The novel was Fitzgerald’s most painful to write, and you can feel Dick’s grip on life slip as easily as water through clenched fingers; the tighter he tries to hold on the easier the water runs out. An environment that had originally been filled with sensuality and revelry is replaced with one where friends easily transform into enemies, and the recognition of the inconsequential moments and days of their lives provide no answers for solace. 

Far more than Gatsby, Tender left me exhausted; its truth in the transient nature of happiness a bitter pill to swallow. The beauty of Fitzgerald’s writing lies in his ability to find and perfectly expose the nuances of human nature.

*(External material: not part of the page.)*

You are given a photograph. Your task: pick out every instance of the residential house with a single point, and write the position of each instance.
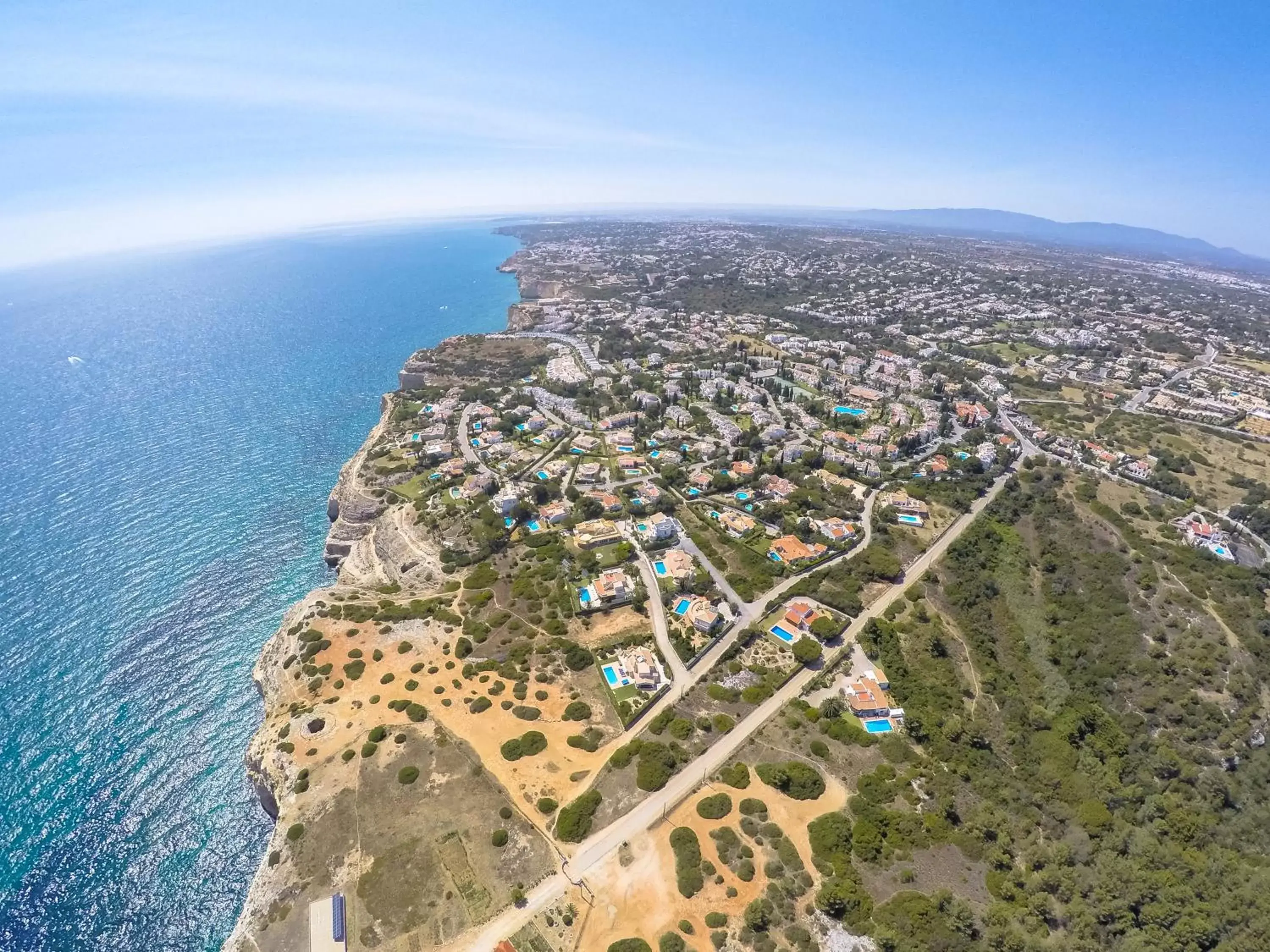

I’ve never partied on a yacht in the French Riviera, sipping on champagne and undressing my best-friend’s husband with my eyes. But when Fitzgerald writes of that moment when a word said in anger ends forever a friendship forged in childhood, or a glance between two lovers signals the end of their relationship, even if they then still go to bed together, those are moments that we can all recognise. 

I enjoyed Gatsby, but it had nowhere near the same effect on me as Tender. Maybe it's because I read Tender first, and once you've had your heart broken once by Fitzgerald, you won't let it happen again. The complexities of the characters and the self-annihilation that's destined to destroyed those that promised so much is truly heart-breaking. We all know someone whose personal story reads like the characters of the books, or fear such an outcome for ourselves, and it's with gratitude that I read Fitzgerald's tragedies; a warning against wasted talent and wasted youth.